18th Ave: On the Beaten Track: Whakatane
Welcome to another edition of on the beaten track! The blog series that cover some of the townships and hotspot that you’ll pass through in the bay of Plenty on the way to Tauranga to see us! This month we are covering the small costal town of Whakatane, located about an hour from Tauranga, this little town by the beach is famous for its blue waters, its forests and semi-active volcano??
One of the areas most captivating attractions, especially woth campers and trampers is the Whirinaki Te Pua-a-Tāne Conservation Park, which combines Towering trees, rushing rivers, diverse habitats and a fascinating past to make it a must-see spot for travelers. It’s one of the New Zealand’s most remarkable and significant forests and a must-see biodiversity hotspot – once one of New Zealand’s most famous conservation battlegrounds. Today, its beauty is protected for everyone to enjoy through a network of walks, mountain biking tracks and huts. The park is about 100 km southeast of Rotorua, past Murupara on State Highway 38.
Voted NZ’s Most Loved Beach it’s no surprise why this spot has become New Zealand’s favorite – Abundant sunshine, warm waters and safe swimming are just a few reasons to stop in for a picnic and a dip! There are also plenty of walks around the ebach, including ones that take you to some hidden water holes, And of course there’s the walk on Ōhope Beach itself—11 km of easily walkable white sand beach from the Ōhiwa Harbour entrance all the way to West End. Speaking of, for all those surfers out there, West End is an awesome spot for safe surfing and ideal for learning to surf.
Just 50 km offshore from Whakatāne, is this natural wonder, known to Māori as Whakaari, White Island is arguably the world’s most accessible active marine volcano. It attracts volcanologists and sightseers from around the world, offering a breathtaking view of the awesome powers that continue to shape New Zealand in all their spectacular and dramatic glory.

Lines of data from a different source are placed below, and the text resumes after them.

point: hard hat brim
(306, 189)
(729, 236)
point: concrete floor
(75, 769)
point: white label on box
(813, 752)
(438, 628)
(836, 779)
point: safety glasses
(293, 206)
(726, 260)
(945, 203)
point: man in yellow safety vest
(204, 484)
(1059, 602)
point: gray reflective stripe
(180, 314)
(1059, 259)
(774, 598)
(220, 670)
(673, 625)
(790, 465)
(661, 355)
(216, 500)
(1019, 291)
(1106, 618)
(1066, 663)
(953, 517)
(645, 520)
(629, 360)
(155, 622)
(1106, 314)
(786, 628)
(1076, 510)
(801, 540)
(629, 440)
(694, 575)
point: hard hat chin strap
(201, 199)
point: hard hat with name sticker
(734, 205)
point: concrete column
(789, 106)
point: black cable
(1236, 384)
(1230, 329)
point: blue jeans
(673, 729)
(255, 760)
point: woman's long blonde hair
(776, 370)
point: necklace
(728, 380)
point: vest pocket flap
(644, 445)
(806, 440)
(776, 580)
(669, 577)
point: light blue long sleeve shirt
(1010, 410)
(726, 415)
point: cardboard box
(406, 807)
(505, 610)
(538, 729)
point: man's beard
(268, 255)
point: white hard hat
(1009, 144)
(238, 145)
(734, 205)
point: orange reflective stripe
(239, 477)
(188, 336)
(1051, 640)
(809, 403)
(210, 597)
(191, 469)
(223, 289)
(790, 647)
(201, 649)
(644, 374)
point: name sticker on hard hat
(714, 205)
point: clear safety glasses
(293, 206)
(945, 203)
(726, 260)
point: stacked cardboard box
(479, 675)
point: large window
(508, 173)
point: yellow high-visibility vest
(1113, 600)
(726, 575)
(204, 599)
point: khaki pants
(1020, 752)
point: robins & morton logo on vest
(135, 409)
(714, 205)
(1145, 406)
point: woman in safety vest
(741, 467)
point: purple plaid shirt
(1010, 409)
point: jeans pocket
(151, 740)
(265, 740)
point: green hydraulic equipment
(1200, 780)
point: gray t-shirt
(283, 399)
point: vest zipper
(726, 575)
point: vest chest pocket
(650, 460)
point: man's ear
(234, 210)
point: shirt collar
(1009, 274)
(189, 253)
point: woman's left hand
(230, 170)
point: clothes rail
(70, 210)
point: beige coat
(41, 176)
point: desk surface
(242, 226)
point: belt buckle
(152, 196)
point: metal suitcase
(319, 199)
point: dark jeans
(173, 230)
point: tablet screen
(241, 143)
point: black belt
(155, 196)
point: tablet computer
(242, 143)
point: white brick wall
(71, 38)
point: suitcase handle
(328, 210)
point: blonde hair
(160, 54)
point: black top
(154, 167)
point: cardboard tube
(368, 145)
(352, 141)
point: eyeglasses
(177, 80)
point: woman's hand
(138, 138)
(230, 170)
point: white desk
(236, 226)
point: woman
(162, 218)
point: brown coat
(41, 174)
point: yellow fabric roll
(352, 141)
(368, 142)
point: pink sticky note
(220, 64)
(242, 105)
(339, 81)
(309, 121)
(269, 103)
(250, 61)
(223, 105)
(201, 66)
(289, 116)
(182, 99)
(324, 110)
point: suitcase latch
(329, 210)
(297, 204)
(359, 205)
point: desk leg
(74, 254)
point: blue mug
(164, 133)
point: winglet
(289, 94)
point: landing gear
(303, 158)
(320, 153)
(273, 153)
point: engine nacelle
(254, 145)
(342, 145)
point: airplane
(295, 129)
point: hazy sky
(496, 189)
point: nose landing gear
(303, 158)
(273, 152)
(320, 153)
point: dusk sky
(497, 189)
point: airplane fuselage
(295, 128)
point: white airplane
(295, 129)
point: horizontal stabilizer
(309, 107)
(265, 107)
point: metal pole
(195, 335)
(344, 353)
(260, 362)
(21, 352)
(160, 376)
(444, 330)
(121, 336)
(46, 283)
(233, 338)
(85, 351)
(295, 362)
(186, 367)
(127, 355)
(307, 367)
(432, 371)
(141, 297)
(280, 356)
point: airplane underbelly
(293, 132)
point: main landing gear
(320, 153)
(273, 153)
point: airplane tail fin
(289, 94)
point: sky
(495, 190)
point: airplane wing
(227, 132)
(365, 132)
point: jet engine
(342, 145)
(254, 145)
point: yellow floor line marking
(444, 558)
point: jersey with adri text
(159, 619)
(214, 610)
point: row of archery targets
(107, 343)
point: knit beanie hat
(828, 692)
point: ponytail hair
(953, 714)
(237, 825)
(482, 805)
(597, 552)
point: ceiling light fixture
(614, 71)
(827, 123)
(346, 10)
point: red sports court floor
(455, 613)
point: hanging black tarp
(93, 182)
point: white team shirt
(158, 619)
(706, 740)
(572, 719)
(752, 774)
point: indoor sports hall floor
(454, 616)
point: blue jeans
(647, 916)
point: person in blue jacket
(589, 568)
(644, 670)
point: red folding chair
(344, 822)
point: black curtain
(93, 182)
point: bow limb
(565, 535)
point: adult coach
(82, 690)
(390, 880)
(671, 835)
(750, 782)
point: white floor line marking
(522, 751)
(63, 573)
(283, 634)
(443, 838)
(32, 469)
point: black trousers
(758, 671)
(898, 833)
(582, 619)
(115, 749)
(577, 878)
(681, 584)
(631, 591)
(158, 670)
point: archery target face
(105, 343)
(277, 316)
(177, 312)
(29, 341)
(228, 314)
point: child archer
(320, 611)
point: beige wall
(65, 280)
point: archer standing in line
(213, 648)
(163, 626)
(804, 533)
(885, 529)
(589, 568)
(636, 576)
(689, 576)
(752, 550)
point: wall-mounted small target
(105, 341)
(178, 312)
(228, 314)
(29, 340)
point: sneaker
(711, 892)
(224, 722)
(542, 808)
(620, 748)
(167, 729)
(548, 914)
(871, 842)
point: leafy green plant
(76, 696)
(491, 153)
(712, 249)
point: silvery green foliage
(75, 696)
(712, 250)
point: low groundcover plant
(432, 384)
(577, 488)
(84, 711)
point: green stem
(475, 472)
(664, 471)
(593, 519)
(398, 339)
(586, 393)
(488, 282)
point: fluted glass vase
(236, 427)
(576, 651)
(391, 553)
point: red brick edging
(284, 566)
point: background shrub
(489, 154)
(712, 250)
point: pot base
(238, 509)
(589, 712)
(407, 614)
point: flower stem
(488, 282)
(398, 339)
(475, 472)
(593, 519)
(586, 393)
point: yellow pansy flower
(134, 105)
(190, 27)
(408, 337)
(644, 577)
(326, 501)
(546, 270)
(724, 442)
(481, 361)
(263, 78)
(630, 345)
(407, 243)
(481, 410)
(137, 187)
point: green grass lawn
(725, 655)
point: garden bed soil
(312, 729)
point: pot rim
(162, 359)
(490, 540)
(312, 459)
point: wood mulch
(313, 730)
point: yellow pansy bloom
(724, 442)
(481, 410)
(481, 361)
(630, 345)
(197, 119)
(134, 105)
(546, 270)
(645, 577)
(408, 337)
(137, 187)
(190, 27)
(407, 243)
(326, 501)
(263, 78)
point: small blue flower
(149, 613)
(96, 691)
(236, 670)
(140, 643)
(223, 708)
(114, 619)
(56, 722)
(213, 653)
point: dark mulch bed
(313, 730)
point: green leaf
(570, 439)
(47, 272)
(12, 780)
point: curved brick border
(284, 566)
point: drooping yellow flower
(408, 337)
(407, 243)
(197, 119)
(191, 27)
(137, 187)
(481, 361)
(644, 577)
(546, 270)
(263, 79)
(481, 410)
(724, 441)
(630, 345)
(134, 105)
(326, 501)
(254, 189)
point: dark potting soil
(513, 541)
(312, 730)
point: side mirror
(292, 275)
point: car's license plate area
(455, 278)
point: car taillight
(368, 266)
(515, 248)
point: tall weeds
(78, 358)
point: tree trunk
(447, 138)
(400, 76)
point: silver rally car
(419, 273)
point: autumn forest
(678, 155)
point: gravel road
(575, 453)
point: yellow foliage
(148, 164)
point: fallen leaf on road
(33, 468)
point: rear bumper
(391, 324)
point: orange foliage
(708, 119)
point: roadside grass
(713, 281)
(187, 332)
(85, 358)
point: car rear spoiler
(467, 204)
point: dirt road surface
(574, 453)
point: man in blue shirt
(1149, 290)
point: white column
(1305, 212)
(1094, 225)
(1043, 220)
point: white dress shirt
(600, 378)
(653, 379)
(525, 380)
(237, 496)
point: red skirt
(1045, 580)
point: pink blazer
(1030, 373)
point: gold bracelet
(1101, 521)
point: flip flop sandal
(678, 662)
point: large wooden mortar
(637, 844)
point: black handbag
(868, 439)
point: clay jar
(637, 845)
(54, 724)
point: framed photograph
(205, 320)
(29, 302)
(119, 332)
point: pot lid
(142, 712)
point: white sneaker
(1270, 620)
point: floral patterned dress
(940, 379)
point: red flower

Marvel at the beauty of nature in its most untamed state. Walk across the island’s wild, lunar landscape with active geothermal steam vents, bubbling mud pools and the sombre remains of an ill-fated sulphur mining factory destroyed by a lahar in 1914 and took the lives of 10 miners.
Remarkable visibility, underwater steam vents and an abundance of marine life make the waters around the island one of New Zealand’s best dive sites. It’s also a fishing haven, with charter boats offering multi-day game fishing adventures.
White Island can be reached by sea or air for guided visits or scenic flights.